Perhaps one of the strangest and affecting aspects of the film is the simulated call-and-response created between the film’s content and the audience’s reaction. In my screening, scenes of brutality were met with laughter, gasps, and cheers – a vast spectrum of human response that helps to gauge the complexity of issues such as these. To feel outrage not only towards the film but your fellow moviegoers signals something viscerally and sub-textually rich that is rarely found in a movie so potentially wide-reaching.

In chartering such a delicately mapped progression of plot and character beats as well as stimulating such a wide range of reactions, major points should also be delegated to screenwriter Aaron Guzikowski for staying true to the characters and subsequently not allowing them to backpedal out of sticky situations.

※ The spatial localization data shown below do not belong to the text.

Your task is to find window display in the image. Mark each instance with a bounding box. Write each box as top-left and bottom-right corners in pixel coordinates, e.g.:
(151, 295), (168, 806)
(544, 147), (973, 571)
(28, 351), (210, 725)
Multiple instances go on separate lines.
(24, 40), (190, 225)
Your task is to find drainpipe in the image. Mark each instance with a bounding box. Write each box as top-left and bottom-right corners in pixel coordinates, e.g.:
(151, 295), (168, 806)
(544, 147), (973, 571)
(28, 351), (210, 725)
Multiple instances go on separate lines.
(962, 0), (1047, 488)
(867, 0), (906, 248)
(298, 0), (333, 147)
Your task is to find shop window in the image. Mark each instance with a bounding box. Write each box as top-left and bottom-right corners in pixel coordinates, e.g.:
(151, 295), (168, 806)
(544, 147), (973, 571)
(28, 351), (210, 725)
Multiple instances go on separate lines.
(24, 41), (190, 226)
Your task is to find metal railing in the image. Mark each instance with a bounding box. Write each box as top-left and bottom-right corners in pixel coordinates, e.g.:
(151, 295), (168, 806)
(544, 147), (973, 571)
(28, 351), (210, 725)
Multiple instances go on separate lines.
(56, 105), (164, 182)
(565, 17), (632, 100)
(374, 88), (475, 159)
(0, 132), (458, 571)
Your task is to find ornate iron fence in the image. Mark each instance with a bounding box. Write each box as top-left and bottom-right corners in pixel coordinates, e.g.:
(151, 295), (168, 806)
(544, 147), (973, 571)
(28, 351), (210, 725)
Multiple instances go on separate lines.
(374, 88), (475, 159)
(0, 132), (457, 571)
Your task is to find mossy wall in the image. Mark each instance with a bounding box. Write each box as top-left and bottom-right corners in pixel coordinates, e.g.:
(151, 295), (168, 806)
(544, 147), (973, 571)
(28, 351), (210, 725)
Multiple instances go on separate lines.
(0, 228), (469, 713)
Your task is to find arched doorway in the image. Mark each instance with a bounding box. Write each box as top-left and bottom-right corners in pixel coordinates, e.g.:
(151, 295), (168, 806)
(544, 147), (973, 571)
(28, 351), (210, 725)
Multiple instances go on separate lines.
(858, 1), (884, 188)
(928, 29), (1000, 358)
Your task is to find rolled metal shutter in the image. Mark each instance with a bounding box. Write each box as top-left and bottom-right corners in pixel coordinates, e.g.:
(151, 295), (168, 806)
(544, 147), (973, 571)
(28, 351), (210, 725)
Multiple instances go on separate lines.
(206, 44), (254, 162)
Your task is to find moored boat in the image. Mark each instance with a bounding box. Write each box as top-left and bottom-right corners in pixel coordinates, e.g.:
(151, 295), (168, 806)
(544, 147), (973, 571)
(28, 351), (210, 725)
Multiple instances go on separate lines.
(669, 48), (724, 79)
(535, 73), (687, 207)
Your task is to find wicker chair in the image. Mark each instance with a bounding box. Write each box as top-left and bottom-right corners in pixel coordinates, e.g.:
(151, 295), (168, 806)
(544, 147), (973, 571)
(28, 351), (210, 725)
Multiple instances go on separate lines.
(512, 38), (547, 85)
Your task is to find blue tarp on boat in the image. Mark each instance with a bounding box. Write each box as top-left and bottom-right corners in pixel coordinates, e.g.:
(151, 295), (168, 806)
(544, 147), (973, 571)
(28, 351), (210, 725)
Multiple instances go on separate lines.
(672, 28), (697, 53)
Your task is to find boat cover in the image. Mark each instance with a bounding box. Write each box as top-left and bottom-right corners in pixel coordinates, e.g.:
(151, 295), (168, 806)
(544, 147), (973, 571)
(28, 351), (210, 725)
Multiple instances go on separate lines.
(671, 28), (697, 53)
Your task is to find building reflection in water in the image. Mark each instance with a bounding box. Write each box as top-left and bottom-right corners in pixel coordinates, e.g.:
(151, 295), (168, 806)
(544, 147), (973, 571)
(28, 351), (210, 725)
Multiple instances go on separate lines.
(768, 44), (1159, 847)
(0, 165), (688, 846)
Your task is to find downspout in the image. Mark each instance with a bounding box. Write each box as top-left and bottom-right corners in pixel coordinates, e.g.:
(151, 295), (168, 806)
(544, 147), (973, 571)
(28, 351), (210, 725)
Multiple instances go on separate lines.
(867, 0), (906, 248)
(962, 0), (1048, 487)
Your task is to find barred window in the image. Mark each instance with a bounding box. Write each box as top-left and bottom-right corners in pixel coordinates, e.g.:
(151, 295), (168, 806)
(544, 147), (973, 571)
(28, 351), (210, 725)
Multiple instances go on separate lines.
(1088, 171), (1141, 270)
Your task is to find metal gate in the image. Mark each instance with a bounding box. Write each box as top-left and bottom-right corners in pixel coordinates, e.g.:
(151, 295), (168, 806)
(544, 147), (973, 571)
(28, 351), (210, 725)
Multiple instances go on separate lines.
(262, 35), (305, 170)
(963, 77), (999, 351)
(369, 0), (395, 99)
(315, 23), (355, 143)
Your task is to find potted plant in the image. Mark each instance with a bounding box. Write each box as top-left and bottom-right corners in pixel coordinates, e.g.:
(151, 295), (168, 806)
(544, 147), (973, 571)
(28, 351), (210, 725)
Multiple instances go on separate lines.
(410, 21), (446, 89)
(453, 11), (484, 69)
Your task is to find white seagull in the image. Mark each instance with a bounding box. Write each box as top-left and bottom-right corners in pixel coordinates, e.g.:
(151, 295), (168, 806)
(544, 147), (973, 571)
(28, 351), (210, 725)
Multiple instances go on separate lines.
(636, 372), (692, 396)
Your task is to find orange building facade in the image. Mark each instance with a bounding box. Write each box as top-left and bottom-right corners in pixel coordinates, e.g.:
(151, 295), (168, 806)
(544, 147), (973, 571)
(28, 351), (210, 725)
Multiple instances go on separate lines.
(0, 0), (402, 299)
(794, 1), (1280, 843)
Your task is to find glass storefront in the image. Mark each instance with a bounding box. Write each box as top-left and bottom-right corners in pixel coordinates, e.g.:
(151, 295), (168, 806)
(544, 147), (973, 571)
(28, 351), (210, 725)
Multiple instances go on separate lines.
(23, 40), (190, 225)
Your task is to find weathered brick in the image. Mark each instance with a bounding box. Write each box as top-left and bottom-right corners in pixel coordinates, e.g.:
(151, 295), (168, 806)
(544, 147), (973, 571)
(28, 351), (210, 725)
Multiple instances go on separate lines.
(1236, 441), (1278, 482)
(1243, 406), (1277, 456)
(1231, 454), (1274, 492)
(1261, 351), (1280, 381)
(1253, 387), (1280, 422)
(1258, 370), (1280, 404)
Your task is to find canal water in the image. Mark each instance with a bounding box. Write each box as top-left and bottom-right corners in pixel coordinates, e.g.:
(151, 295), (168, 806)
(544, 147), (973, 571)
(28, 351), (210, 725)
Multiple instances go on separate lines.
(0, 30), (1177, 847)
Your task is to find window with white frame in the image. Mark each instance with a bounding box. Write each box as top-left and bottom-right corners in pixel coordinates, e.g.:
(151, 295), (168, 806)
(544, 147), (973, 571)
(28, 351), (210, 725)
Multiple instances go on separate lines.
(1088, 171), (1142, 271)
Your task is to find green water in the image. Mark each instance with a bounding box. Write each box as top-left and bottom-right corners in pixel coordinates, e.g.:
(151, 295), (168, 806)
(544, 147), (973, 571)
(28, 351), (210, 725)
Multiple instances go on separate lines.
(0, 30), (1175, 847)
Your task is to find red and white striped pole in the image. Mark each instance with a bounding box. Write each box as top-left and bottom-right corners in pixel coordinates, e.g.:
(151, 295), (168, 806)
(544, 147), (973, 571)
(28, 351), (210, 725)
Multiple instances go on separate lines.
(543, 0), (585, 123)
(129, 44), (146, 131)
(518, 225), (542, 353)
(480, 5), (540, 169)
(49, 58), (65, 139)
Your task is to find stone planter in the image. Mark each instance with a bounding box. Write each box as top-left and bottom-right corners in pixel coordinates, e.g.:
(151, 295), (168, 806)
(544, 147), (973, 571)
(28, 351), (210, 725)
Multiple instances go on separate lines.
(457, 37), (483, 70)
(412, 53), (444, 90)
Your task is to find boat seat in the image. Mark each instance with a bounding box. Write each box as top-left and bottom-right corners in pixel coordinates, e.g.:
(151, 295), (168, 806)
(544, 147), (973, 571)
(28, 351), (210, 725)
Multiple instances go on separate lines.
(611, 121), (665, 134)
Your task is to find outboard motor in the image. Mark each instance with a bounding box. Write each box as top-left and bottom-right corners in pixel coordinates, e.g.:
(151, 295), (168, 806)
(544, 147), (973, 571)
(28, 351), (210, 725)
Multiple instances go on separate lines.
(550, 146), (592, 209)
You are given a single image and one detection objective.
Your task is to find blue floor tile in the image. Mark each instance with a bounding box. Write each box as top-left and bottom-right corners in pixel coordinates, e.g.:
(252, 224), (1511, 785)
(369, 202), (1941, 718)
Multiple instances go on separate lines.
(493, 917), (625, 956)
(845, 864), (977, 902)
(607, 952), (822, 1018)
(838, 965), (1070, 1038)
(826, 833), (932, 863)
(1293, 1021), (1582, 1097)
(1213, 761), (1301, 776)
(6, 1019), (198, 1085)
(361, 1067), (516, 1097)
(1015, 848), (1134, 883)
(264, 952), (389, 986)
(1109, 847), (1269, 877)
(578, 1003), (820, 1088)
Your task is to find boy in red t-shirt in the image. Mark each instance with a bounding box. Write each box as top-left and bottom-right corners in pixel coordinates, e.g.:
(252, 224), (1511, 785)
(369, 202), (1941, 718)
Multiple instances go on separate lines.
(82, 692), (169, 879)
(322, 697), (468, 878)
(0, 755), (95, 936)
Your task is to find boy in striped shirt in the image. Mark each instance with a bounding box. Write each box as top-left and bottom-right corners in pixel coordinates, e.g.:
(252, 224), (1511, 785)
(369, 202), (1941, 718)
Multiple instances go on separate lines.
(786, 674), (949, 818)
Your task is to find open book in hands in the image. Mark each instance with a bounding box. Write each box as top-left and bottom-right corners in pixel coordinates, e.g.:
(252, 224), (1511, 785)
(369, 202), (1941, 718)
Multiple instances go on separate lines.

Guzikowski does not inorganically alter their courses once they’ve begun the dreary descent down their respective rabbit holes and it makes the end result seem that much more well-earned and poignant.

At the center of Guzikowski’s maze of lies is true chaotic evil, and figuring out who is pulling the strings is half the fun. Unlike other detective stories, the puzzle-like aspects of the film aren’t its only strong suits making it more than a one-and-done experience. It’s capped off by a stirring grim narrative about waging war on God that is haunting in its calculated cruelty. We haven’t seen dialogue this unrelentingly dark since Stellan Skarsgård‘s diatribe in The Girl With the Dragon Tattoo.

While often uncompromisingly bleak, Prisoners ends up as more of a pulpy, often riveting, character study than what we may originally have suspected. The film is just caked in grit, a feel that the rain-soaked atmosphere helps to amplify, and yet gives equal attention to that within the performances and narrative. Even though it is in many ways reminiscent of a David Fincher film in both tone and feel, it’s hardly imitation. Instead, Villeneuve crafts his own signature touch rich in moody artistic, using the idea of deadlocked forces to tell a story about the blinding solitude inherent in the human condition As each character on the screen is captive to their own physical or psychological prison, we are captive to the deep digging questions steaming out of the gutters of the film. Questions that we can only answer for ourselves in the vastness of solitude.